- Theatrical release poster
- Directed by: Shanmuga Sundaram
- Written by: Shanmuga Sundaram
- Produced by: Radha Ravi Bhagyalakshmi Radha Ravi
- Starring: Radha Ravi
- Cinematography: V. Ranga
- Edited by: L. Kesavan
- Music by: Deva
- Production company: B. R. R. Art Enterprises
- Release date: 19 February 1994;
- Country: India
- Language: Tamil

= Chinna Muthu =

1994 film by Shanmuga Sundaram

Chinna Muthu is a 1994 Indian Tamil-language action drama film written and directed by Shanmuga Sundaram in his debut. The film stars Radha Ravi in the title role with Rajeev, Y. G. Mahendran, Vaishnavi, and Chandrasekhar in supporting roles. It was released on 19 February 1994.

== Production ==
Chinna Muthu marked the directorial debut of Shanmuga Sundaram, who earlier worked as a dialogue writer for Annaamalai (1992). Radha Ravi played the title role, and it was his third film which he had produced under his production company.

== Soundtrack ==
Soundtrack was composed by Deva, with lyrics by Vairamuthu.

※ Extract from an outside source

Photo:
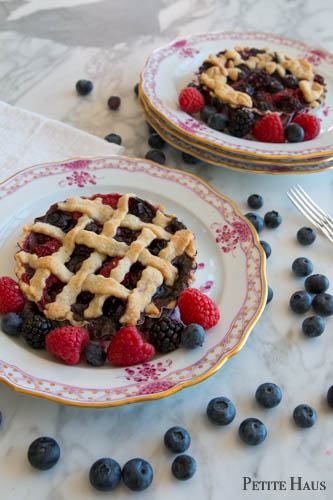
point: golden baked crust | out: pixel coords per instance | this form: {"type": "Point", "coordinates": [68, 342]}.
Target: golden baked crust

| Song | Singers | Length |
|---|---|---|
| "Chinna Muthu" (Lady) | Jikki | 02:26 |
| "Chinna Muthu" (Men) | S. P. Balasubrahmanyam | 02:25 |
| "Chinna Muthu" (Pathos) | S. P. Balasubrahmanyam | 01:14 |
| "Edhazh Oram" | K. S. Chithra, S. P. Balasubrahmanyam | 03:26 |
| "Parandhadhadi" | S. P. Balasubrahmanyam | 05:00 |
| "Soodana Manasu" | K. S. Chithra, S. P. Balasubrahmanyam | 04:43 |
| "Vadugapattiku Valathupakkam" | K. S. Chithra, Gangai Amaran | 05:02 |
| "Valathu Kaalai" | Swarnalatha, Malaysia Vasudevan | 04:16 |

== Release and reception ==
Chinna Muthu was released on 19 February 1994. Malini Mannath of The Indian Express gave a negative review, criticising Radha Ravi because "he indulged in a lot of over-acting" and that his earlier productions were "much better efforts".